Search code examples
data-structuresvan-emde-boas-trees

What prevents Van Emde Boas trees from being more popular in real-world applications?


We know balanced trees perform insertion, deletion, and search in O(log n)-time, examples include

  • Red-Black
  • AVL
  • Splay
  • B-tree (and its variants).

However, when keys are integers in some limited range, it is possible to use a Van Emde Boas tree to drop these operations down to O(log(log n))-time, i.e., exponentially better than AVL or RB trees. Well, this is actually the case of many real world applications.

I see lots of applications for this.

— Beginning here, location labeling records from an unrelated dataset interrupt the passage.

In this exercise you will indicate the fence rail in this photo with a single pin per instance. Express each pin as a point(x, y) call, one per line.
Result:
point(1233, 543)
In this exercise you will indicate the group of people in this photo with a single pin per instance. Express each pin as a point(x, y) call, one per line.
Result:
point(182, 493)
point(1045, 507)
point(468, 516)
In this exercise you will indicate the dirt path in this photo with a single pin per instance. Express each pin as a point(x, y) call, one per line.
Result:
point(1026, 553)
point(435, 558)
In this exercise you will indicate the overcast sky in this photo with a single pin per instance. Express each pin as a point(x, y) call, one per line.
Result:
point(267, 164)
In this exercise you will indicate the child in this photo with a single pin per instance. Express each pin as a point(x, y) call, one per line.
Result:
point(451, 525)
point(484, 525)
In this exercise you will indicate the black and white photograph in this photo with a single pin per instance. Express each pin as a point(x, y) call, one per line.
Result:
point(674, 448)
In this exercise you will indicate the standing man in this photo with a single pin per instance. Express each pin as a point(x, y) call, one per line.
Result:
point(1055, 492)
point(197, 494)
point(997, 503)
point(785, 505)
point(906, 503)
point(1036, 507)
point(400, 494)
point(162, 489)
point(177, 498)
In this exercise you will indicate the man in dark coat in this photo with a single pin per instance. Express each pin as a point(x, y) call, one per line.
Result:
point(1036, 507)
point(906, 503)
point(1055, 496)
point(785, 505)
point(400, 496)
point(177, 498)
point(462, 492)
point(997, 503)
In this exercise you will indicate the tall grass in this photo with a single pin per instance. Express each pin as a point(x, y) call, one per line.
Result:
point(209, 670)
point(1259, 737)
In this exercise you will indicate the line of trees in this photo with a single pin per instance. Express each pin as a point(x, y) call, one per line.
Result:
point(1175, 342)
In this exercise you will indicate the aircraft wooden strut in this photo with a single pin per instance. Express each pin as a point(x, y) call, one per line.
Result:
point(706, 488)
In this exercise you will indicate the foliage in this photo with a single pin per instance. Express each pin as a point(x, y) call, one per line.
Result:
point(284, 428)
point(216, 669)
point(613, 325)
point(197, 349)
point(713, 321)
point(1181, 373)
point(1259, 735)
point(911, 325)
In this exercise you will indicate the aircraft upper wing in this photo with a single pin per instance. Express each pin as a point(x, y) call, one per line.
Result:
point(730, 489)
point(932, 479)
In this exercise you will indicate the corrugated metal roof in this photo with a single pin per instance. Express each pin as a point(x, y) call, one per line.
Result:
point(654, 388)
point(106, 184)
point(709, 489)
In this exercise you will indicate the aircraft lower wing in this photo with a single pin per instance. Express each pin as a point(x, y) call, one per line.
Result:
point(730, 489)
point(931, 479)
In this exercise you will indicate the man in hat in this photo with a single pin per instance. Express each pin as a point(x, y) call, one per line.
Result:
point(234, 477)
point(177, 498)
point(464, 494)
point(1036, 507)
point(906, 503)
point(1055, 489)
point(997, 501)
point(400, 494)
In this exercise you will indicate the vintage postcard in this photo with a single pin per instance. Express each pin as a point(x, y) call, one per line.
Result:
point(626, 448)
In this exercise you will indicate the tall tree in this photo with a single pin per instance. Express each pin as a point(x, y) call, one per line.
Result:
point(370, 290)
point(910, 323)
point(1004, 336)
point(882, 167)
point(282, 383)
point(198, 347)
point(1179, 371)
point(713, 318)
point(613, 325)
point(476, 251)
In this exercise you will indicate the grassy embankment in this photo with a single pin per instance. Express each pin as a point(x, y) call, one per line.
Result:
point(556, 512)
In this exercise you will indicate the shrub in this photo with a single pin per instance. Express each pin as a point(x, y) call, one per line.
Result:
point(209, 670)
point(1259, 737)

One I'd like to cite is on databases, for which creating indexes basically involves choosing between a Hash or a B*-tree. If a Van Emde Boas tree was implemented, it would provide a halfway between these two options, theoretically improving many query optimization problems.

Why Van Emde Boas tree is not widely used as say Red-Black or B-tree since

  • it's not a novelty (it was invented in 1975)
  • easy to implement
  • way faster than other trees

and what are the considerations about it?


Solution

  • The asymptotic complexity is sometimes misleading. In the case for Van Emde Boas tree the constant is quite large see here. I quote:

    However, for small trees the overhead associated with vEB trees
    is enormous: on the order of 2^(m/2)
    

    There are also other cases where an algorithm with better complexity exists but it only gets better for an input so big that in practice it is almost never used e.g. linear time static RMQ.